4. After reading the book did you come away feeling like you'd met a person or read a character?  Analyze one textual example that illustrates your reaction. 
After reading “The Kite Runner” I felt like I got to know Amir well because of all the personal information, feelings, and thoughts he described in the novel. The fact that he was the narrator was also much help. Amir admitted so much on his life that it almost seems as if the novel itself served as a personal diary.

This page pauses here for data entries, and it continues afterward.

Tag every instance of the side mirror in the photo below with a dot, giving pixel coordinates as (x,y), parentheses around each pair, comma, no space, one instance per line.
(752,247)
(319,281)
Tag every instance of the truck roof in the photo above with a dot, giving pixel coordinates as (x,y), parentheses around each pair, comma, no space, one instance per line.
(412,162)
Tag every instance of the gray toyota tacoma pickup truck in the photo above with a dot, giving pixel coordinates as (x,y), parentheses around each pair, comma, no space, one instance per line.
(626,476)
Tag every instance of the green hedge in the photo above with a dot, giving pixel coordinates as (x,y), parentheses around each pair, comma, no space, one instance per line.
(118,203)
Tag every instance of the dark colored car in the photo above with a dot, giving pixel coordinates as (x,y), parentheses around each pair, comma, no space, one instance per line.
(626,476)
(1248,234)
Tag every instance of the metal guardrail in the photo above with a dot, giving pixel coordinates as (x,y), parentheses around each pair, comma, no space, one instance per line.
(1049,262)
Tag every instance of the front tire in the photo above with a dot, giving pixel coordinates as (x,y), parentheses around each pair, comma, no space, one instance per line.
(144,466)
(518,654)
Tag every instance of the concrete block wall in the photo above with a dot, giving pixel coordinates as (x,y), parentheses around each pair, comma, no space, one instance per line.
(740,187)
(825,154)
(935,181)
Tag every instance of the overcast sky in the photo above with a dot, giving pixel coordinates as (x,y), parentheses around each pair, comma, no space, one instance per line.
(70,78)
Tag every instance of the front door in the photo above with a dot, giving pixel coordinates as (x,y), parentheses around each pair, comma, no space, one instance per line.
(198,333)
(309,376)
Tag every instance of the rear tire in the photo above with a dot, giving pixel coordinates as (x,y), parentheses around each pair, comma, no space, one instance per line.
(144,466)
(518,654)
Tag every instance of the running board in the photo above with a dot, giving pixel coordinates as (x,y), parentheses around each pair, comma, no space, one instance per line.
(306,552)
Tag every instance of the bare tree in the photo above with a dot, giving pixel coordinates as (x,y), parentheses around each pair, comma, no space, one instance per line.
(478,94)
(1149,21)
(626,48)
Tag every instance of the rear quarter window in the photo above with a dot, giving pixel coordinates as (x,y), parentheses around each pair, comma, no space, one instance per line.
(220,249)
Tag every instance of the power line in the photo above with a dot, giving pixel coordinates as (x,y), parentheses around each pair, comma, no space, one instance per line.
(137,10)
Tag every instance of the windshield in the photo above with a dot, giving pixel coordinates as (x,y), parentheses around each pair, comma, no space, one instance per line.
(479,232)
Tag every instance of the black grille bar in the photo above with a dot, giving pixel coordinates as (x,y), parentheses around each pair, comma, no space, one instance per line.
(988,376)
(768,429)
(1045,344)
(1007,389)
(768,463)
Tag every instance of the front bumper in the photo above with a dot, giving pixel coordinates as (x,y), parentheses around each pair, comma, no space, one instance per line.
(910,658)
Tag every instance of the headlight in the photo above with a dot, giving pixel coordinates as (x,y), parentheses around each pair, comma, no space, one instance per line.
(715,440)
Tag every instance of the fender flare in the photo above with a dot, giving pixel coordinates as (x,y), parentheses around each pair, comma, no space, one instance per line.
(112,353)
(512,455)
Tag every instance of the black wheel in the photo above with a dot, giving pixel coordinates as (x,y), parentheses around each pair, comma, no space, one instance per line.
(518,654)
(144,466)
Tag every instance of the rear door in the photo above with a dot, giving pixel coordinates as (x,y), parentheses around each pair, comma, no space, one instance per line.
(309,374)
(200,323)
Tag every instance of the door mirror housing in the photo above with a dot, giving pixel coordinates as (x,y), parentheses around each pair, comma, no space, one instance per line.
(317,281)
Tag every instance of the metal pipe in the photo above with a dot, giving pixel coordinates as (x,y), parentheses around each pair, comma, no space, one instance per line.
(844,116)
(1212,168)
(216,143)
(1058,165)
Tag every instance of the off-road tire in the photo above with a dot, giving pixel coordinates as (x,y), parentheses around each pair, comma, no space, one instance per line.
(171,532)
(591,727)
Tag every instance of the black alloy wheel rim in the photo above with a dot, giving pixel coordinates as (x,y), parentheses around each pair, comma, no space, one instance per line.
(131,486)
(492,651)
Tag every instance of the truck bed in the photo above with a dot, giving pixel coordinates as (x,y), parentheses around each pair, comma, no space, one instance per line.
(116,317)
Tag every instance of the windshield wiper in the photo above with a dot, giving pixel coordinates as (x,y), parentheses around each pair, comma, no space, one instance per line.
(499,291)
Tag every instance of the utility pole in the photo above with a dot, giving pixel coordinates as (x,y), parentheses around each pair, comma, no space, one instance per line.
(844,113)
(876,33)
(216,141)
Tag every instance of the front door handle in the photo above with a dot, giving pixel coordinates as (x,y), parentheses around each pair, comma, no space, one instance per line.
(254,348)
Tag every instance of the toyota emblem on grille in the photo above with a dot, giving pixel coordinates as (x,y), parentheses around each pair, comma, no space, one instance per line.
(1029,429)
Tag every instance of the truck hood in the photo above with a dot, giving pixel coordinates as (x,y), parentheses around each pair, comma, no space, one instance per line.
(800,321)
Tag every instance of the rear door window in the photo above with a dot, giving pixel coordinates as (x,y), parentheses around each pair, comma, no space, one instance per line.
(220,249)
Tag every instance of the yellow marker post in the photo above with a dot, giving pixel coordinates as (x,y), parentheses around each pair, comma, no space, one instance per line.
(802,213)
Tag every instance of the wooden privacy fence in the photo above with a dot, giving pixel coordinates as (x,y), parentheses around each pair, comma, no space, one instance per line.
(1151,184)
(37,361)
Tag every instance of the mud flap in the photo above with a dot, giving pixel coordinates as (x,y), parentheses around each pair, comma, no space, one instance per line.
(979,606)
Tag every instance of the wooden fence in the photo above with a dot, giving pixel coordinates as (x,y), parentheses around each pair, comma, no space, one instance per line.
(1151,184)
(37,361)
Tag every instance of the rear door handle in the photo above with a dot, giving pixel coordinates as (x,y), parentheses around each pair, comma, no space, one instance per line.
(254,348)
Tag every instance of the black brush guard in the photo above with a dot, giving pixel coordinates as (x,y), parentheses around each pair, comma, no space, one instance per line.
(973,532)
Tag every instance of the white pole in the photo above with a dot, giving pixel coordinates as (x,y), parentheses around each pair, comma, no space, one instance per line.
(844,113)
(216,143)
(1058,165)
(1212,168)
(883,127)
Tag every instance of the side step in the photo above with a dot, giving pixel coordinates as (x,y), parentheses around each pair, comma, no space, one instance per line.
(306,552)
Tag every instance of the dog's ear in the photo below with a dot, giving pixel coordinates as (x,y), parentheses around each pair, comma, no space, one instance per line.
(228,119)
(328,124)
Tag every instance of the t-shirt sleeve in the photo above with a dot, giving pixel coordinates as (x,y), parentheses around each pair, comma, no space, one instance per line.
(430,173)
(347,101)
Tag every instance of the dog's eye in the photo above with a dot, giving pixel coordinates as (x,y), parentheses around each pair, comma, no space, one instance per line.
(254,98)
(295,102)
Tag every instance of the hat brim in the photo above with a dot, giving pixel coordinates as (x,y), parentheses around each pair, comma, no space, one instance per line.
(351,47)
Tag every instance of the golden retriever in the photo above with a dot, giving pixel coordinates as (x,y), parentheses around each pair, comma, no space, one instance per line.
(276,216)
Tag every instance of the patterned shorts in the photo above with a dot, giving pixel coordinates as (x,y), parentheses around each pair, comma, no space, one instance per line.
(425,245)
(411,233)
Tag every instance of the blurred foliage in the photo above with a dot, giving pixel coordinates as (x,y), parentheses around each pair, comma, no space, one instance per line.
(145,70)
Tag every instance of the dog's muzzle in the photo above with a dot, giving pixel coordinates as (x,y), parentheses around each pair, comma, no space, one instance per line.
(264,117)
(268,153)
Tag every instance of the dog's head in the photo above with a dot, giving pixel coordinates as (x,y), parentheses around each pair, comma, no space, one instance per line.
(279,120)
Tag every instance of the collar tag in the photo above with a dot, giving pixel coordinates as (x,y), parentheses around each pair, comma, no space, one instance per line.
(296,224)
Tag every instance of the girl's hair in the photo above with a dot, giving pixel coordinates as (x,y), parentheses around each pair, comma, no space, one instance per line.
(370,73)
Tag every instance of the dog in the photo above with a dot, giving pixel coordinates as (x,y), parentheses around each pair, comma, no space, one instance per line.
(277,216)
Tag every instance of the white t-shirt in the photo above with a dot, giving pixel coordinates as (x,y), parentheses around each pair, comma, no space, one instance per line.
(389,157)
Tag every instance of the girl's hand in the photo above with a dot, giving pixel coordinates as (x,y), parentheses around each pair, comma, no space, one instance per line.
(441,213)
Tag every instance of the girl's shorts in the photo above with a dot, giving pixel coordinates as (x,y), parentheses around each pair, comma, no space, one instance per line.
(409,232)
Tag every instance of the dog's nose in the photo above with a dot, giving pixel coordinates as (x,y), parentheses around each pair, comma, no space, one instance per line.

“The sun was beginning to set, glittering red through the cracks between the ramshackle buildings. It hit me again, the enormity of what I had done that winter and that following summer. The names rang in my head: Hassan, Sohrab, Ali, Farzana and Sanaubar. Hearing Rahim Khan speak Ali’s name was like finding an old dusty music box that hadn’t been opened in years; the melody began to play immediately: who did you eat today, Babalu? Who did you eat, you slant-eye Babalu? I tried to conjure Ali’s frozen face, to really see his tranquil eyes, but time can be a greedy thing-sometimes it steals all the details for itself.”